The worm’s tail wriggles, a micrometer-scale twitch. A scanner captures the new posture. Software recognizes the motion. Life goes on in the Lifespan Machine, a new system devised in the lab of Walter Fontana that, essentially, counts dead worms.
“Why take five years to make a machine for counting dead things? Because it’s time to become quantitative if we want to understand aging,” says Fontana, HMS professor of systems biology.
The Lifespan Machine was described in online edition of Nature Methods. This tool will enable researchers to make highly accurate calculations of lifespan curves that reveal not only the average lifespan of a colony of a genetically unique strain of worms, but also how soon they begin to die, how long they are capable of living and even when they become sedentary.
The worm, Caenorhabditis elegans, has been used for decades to study aging. Since nematodes live for just a few weeks, entire lifespans can be easily observed. In addition, worms are self-fertilizing, so they create colonies of genetically identical individuals. This makes it possible to study the lifespans of large populations in genetically and environmentally controlled conditions.
In the past, measuring the lifespan of a population of worms required a rather rudimentary and repetitive process—namely, poking each individual worm daily to determine whether it was alive. While it’s relatively easy to tell if that dark mark on a petri dish is still breathing, a researcher can study only about 500 worms once a day. “To do more would be a huge waste of time,” says Fontana. “You need to automate the process.”

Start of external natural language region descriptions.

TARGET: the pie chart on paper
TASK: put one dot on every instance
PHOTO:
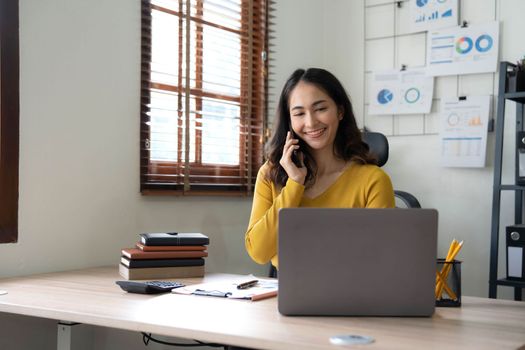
(385, 96)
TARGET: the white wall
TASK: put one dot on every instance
(79, 146)
(79, 141)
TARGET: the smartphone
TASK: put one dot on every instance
(295, 156)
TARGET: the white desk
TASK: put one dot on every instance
(91, 296)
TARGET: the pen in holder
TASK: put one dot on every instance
(448, 283)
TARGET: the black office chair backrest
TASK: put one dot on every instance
(378, 144)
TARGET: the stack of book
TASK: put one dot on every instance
(165, 255)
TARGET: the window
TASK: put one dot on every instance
(202, 95)
(9, 110)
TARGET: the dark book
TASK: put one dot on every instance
(137, 254)
(154, 273)
(174, 239)
(160, 262)
(162, 248)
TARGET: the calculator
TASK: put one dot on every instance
(149, 287)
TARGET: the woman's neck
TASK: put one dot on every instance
(327, 162)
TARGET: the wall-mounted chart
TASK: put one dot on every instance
(461, 50)
(464, 126)
(400, 92)
(433, 14)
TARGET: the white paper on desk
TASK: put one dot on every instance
(263, 289)
(464, 126)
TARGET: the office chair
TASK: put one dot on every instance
(378, 144)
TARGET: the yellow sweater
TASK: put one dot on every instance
(359, 186)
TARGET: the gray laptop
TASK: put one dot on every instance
(357, 262)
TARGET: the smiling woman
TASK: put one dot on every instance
(333, 166)
(9, 120)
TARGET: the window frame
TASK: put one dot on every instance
(248, 145)
(9, 120)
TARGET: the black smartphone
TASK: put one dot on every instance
(295, 154)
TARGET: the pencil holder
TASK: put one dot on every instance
(448, 283)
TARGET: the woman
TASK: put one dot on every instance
(316, 158)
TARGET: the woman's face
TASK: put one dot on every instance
(314, 116)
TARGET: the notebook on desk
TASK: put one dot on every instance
(357, 262)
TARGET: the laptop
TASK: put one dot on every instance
(357, 262)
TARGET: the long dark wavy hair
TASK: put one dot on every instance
(348, 144)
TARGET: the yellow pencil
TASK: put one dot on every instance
(446, 270)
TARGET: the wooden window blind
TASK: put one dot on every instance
(203, 96)
(9, 120)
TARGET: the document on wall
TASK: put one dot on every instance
(472, 49)
(400, 92)
(433, 14)
(464, 127)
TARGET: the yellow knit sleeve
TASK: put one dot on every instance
(261, 236)
(380, 192)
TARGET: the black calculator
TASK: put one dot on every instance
(149, 287)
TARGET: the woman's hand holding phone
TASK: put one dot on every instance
(291, 150)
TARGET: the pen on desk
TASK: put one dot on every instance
(248, 284)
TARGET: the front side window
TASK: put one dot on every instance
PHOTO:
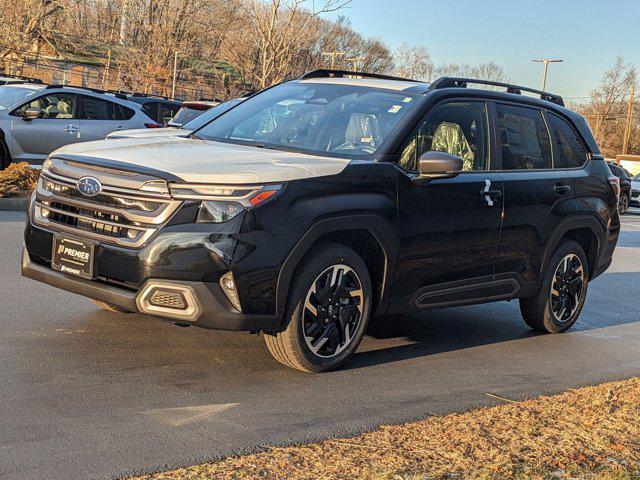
(328, 119)
(458, 128)
(523, 138)
(571, 153)
(11, 95)
(55, 105)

The Lifespan Machine does just that. Conceived and built by the paper’s first author and systems biology graduate student Nicholas Stroustrup, the machine consists of 50 off-the-shelf scanners— the same kind you can purchase at any office supplies store— each rigged to scan a spread of 16 petri dishes once per hour. At about 36 worms per dish, the current prototype machine monitors 30,000 animals across 800 dishes. The scanners capture images at 3,200 dots per inch, a resolution high enough to detect movements of eight micrometers, or about 12 percent of the width of an average worm.

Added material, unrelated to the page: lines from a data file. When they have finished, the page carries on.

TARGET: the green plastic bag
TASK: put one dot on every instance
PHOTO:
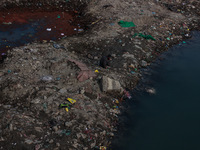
(144, 36)
(125, 24)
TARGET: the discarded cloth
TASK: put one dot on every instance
(85, 72)
(144, 36)
(126, 24)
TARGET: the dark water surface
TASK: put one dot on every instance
(170, 119)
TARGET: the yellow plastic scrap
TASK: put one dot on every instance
(72, 101)
(102, 148)
(66, 109)
(117, 101)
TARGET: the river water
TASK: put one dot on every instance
(170, 119)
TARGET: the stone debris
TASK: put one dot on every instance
(37, 78)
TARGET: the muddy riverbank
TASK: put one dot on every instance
(36, 78)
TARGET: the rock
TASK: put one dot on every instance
(108, 84)
(143, 63)
(128, 56)
(62, 91)
(38, 129)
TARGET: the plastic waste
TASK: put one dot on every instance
(102, 148)
(125, 24)
(72, 101)
(47, 78)
(48, 29)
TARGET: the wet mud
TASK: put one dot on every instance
(20, 26)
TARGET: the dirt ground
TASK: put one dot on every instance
(36, 78)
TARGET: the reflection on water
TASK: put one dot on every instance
(170, 119)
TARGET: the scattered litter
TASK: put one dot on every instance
(132, 72)
(126, 24)
(144, 36)
(66, 132)
(72, 101)
(47, 78)
(102, 148)
(80, 30)
(7, 23)
(48, 29)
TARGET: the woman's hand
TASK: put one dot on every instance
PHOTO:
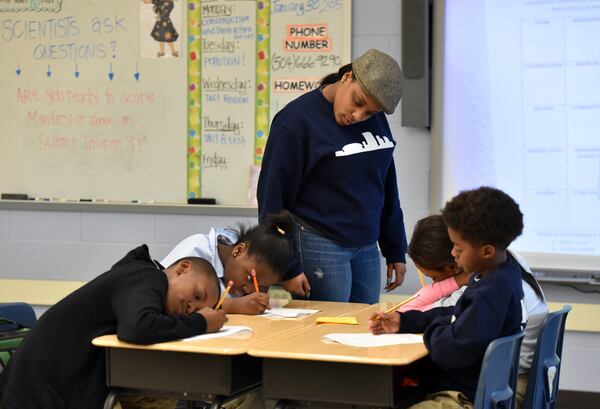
(384, 323)
(215, 319)
(395, 280)
(298, 286)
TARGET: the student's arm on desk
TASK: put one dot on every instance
(416, 322)
(430, 294)
(138, 306)
(462, 342)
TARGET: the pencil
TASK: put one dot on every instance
(229, 284)
(421, 278)
(253, 274)
(395, 307)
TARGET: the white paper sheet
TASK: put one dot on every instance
(227, 330)
(364, 340)
(288, 312)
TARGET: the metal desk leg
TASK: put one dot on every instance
(111, 400)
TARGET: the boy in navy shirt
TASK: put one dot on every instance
(481, 225)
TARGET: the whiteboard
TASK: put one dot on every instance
(520, 110)
(88, 109)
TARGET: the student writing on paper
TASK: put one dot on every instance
(481, 224)
(267, 249)
(431, 246)
(329, 161)
(430, 249)
(57, 366)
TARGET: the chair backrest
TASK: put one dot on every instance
(16, 315)
(542, 383)
(499, 370)
(16, 319)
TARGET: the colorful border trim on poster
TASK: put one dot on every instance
(261, 126)
(194, 93)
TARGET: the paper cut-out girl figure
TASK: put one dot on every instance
(164, 31)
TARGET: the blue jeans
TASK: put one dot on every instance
(337, 272)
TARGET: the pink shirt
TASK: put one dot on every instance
(430, 294)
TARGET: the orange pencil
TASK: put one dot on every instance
(421, 278)
(229, 285)
(253, 274)
(395, 307)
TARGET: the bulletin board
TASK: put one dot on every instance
(154, 100)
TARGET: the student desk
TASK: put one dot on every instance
(208, 370)
(306, 368)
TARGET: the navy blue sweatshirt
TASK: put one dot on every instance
(56, 365)
(457, 337)
(341, 180)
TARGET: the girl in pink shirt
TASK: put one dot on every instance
(430, 249)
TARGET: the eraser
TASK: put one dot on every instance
(14, 196)
(202, 200)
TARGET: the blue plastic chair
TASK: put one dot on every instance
(542, 383)
(16, 315)
(497, 386)
(16, 319)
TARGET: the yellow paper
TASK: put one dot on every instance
(337, 320)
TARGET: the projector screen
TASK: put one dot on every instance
(519, 101)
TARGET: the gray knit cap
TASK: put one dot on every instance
(381, 77)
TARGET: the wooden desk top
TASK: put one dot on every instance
(264, 330)
(309, 345)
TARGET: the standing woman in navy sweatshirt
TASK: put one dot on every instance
(329, 161)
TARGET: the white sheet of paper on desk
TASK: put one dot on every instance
(288, 312)
(226, 331)
(367, 339)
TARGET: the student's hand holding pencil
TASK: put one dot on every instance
(384, 323)
(215, 319)
(252, 304)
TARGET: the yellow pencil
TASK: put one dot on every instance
(229, 285)
(395, 307)
(421, 278)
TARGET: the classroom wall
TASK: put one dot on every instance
(77, 245)
(73, 245)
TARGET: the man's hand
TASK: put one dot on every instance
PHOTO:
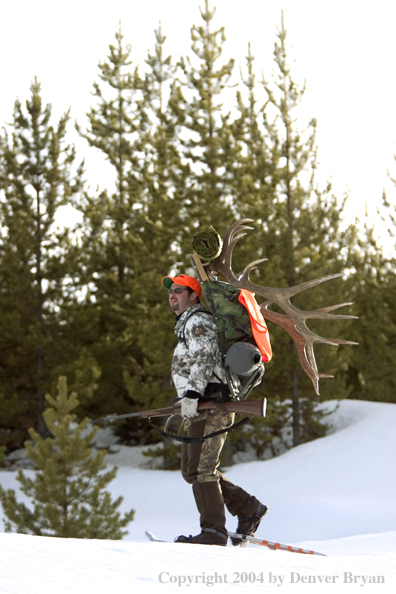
(189, 404)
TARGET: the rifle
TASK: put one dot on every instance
(253, 408)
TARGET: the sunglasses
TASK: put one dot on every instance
(178, 290)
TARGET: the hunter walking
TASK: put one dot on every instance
(199, 375)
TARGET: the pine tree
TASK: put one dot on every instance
(129, 236)
(67, 492)
(299, 225)
(205, 134)
(111, 241)
(38, 175)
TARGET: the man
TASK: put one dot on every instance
(198, 374)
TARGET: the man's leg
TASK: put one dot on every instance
(199, 468)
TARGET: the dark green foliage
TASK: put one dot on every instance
(90, 305)
(67, 491)
(38, 176)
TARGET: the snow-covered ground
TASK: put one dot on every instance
(335, 495)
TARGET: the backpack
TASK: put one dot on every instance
(243, 334)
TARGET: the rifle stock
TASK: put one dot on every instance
(255, 408)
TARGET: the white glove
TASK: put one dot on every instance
(189, 407)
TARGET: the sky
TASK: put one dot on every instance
(344, 50)
(334, 495)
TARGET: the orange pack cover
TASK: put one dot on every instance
(259, 327)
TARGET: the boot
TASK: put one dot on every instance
(207, 536)
(248, 526)
(210, 504)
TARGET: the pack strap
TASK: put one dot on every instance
(198, 439)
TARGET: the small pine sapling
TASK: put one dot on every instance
(67, 489)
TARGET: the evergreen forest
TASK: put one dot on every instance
(192, 144)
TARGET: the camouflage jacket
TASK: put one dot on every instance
(197, 359)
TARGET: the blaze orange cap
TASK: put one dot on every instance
(184, 281)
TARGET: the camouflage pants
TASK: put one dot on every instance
(200, 461)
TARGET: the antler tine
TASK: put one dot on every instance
(247, 270)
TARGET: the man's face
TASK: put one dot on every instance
(179, 302)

Stroustrup has coded software that learns to distinguish worms from, say, lint, and to detect changes in movement from the frenetic, dish-crossing wriggles of youth to the sedentary twitches of old age. He also included a worm browser, a web interface that allows a researcher “to look over the machine’s shoulder” and validate worm identification and death decisions, says Fontana. This feature is key since experiments in the machine cannot be disturbed once started.

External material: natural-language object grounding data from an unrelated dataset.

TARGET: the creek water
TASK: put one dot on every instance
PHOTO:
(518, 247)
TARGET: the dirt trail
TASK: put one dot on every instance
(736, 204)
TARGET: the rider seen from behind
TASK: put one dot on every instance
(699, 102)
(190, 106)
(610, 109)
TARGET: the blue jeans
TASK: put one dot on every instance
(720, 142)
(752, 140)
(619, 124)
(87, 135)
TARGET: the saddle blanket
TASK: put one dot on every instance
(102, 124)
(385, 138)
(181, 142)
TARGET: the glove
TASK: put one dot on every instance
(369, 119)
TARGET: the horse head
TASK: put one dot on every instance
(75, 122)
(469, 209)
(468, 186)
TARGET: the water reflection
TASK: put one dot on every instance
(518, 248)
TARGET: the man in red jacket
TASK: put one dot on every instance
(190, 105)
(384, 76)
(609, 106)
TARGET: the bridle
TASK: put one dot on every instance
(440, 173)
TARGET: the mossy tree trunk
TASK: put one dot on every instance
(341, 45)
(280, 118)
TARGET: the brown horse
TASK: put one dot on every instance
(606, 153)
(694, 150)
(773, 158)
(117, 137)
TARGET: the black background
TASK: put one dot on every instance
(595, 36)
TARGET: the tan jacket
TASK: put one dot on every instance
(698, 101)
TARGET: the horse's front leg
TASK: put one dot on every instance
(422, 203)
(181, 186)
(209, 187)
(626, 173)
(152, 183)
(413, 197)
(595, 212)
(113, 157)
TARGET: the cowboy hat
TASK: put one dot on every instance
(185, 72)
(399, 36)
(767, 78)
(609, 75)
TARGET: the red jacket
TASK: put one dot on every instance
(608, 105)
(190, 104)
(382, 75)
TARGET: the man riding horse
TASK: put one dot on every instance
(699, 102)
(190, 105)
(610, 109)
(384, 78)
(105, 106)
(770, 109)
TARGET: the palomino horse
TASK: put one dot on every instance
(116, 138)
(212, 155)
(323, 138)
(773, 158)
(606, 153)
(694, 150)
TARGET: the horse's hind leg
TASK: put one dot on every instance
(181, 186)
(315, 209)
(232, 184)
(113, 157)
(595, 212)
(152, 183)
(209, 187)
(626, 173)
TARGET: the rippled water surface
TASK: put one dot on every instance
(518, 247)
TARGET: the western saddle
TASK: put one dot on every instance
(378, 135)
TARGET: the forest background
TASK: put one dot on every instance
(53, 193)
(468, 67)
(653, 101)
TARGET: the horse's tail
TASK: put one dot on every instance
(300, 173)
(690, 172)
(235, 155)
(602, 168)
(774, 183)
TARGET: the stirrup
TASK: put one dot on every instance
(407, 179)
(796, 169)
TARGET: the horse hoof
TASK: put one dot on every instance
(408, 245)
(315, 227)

“It looks simple on the surface but making it was fraught with dead ends,” says Fontana. “We wondered if it would ever work. But when we had beautiful data and a reason to believe them, we realized, wow, now we can start doing interesting experiments.”
Earlier methods were powerful enough to determine an average lifespan of the worm, but the Lifespan Machine allows the collection of enough data to accurately determine a lifespan distribution curve. This curve is rich with information, such as whether most worms die at the same age or whether their lifespans vary widely. “The entire distribution matters. It’s possible that the average won’t be affected by a genetic or environmental change, but the breadth will, or the onset of death, or the longest possible lifespan,” says Fontana.
In addition, the high-throughput capabilities of the Lifespan Machine make it possible to produce lifespan data for genetically different strains under multiple environmental conditions. “The combined ability to generate accurate quantitative data for many test cases is what makes the method so useful,” says Fontana.
Once Fontana, Stroustrup, and co-senior author Javier Apfeld, instructor in systems biology, determined the lifespan distribution curve of wild-type worms, they introduced single genetic mutations and environmental variations. For instance, they validated the machine using point mutations that had been discovered previously, correctly measuring the lifespan-extending properties of mutations in the age-1 gene and the lifespan-shortening effects of alterations in the daf-16 gene.
Because the Lifespan Machine is so automated, the method is also more reproducible than manual measurements. “One day, another lab could pool its data with my lab’s. We can compare lifespan curves,” says Fontana. “Right now, you always have to run the controls in your own lab. But with the machine, data become more tradable.”
This work was funded by the US National Institutes of Health.